Re: Occasional Zero Sized Reply error with 2.6

2006-06-29 Thread Gonzalo Arana

I've noticed this on squid3 as well. While trying to hunt this, I've
found this in
HttpStateData::readReply:
...
} else if (flag == COMM_OK  len == 0  !flags.headers_parsed) {
   fwd-fail(errorCon(ERR_ZERO_SIZE_OBJECT, HTTP_BAD_GATEWAY));
   eof = 1;
   flags.do_next_read = 0;
   comm_close(fd);
} else if (flag == COMM_OK  len == 0) {
   /* Connection closed; retrieval done. */
   eof = 1;

   if (!flags.headers_parsed)
   /*
   * When we called processReplyHeader() before, we
   * didn't find the end of headers, but now we are
   * definately at EOF, so we want to process the reply
   * headers.
*/
   processReplyHeader();
   else

Some thoughts:

0) The 'if (!flags.headers_parsed)' is dead code.  Any ideas what
was the original idea of this?

1) A 'zero size object' is a good reply in this case?  if server
closed the connection before we even got reply headers, this could
mean that server actually closed connection before it got our last
request.

2) In fact, sniffing with ethereal I've 'verified' this.  Not a
foolproff check, but I have about 220ms of RTT to osnews.com, and you
can see that between packets 88  89 of attached pcap file there are
about 50ms.  This means that: server closed connection, my squid3
sends the request, my squid3 receives the FIN packet for the very same
TCP connection.

3)  How to reproduce:  As Guido pointed out, this can be reproduced
(with some effort) while navigating through osnews.com.  Server-side
connection keepalive timeout timing makes it difficult to reproduce.

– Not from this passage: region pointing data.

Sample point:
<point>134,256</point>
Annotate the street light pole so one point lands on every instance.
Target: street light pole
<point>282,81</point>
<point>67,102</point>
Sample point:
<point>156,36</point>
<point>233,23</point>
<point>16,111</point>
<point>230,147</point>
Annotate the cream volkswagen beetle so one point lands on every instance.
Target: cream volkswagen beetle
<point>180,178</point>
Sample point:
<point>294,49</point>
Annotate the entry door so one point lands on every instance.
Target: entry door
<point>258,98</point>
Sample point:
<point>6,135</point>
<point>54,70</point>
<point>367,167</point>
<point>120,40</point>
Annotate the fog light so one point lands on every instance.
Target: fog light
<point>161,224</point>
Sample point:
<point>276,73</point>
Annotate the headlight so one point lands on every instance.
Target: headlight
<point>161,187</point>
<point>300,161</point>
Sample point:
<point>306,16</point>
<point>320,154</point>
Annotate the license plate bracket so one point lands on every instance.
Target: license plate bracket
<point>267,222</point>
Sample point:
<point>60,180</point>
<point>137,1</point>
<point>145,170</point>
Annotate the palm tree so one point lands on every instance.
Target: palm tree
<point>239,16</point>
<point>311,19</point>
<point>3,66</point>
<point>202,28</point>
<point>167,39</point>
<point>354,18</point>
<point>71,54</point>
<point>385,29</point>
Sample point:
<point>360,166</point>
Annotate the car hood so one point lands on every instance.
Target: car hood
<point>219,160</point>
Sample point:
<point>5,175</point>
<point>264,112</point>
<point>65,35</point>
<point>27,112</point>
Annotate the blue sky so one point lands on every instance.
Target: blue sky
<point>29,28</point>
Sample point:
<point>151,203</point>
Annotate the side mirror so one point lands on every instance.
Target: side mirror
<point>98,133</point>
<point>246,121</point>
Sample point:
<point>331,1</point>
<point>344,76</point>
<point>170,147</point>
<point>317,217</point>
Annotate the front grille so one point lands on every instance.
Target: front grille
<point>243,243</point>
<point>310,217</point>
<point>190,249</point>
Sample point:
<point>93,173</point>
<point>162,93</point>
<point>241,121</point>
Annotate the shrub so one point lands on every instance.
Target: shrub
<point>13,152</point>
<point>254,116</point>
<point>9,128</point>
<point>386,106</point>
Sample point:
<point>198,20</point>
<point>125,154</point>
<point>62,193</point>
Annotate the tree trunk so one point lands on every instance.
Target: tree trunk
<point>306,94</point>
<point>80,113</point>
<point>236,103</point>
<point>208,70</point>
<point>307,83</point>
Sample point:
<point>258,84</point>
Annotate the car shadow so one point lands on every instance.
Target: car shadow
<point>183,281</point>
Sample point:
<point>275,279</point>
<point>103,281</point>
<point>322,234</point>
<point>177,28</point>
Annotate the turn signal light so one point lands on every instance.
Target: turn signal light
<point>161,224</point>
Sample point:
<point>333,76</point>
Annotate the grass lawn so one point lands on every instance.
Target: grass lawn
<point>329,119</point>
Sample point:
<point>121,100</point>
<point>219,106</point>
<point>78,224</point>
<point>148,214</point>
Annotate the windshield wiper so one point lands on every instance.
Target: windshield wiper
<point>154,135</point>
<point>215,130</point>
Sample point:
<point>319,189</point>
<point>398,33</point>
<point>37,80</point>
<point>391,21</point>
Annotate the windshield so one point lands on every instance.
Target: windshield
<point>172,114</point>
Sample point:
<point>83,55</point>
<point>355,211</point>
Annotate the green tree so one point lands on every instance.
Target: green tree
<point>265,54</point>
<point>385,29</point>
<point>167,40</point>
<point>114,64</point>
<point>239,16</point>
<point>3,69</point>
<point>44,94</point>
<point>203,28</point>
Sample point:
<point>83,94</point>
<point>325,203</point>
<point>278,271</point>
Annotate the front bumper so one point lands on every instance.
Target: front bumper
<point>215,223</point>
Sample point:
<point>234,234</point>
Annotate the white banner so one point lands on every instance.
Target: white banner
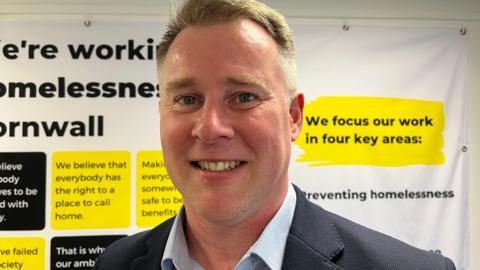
<point>80,160</point>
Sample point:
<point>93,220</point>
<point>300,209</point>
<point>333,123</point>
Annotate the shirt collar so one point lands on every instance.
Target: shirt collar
<point>269,247</point>
<point>176,255</point>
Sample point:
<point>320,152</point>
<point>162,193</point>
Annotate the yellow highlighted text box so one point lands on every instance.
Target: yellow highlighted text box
<point>373,131</point>
<point>157,197</point>
<point>91,190</point>
<point>22,253</point>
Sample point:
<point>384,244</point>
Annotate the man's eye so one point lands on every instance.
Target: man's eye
<point>245,97</point>
<point>187,100</point>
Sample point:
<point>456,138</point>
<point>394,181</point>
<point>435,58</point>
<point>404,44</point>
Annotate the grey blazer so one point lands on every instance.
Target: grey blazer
<point>317,240</point>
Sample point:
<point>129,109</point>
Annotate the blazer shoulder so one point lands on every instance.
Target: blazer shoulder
<point>339,243</point>
<point>121,253</point>
<point>370,249</point>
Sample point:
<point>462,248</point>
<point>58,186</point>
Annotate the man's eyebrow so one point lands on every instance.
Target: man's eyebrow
<point>246,80</point>
<point>180,83</point>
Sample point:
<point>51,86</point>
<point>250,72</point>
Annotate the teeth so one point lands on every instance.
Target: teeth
<point>218,166</point>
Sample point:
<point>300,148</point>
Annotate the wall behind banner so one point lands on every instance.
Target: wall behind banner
<point>429,13</point>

4) How to react if server closes connection before we even get reply
headers?  I propose to retry the same request (if method is GET, no
authentication data present in request, and possible many other
conditions).

I believe it would be great if we could check last TCP ACK value from
server-side when read(2) returns 0.  This way, we could know if server
actually got the request and only retry if it didn't.  Is there any
way to read that? tcp(7) manpage does not show anything useful :( (at
least on Linux).

Regards,

--
Gonzalo A. Arana


zero_size_object.pcap
Description: Binary data


Re: Occasional Zero Sized Reply error with 2.6

2006-06-29 Thread Henrik Nordstrom
tor 2006-06-29 klockan 10:40 -0300 skrev Gonzalo Arana:

 ...
 } else if (flag == COMM_OK  len == 0  !flags.headers_parsed) {
 fwd-fail(errorCon(ERR_ZERO_SIZE_OBJECT, HTTP_BAD_GATEWAY));
[..]
 } else if (flag == COMM_OK  len == 0) {
[..]
 if (!flags.headers_parsed)
 /*
 * When we called processReplyHeader() before, we
 * didn't find the end of headers, but now we are
 * definately at EOF, so we want to process the reply
 * headers.
  */
 processReplyHeader();


 0) The 'if (!flags.headers_parsed)' is dead code.  Any ideas what
 was the original idea of this?

Yes.. to handle broken servers not sending complete headers.

 1) A 'zero size object' is a good reply in this case?

Only if no data at all has been received I think. Maybe not if partial
headers have been received. But it's a border case.

 if server
 closed the connection before we even got reply headers, this could
 mean that server actually closed connection before it got our last
 request.

Yes, but this is handled in the FwdState. Or at least should be...
retrying the request on certain classes of errors.  This is also why
local errors is not pushed to the StoreEntry by the protocol handlers
but merely registered with the fwdstate..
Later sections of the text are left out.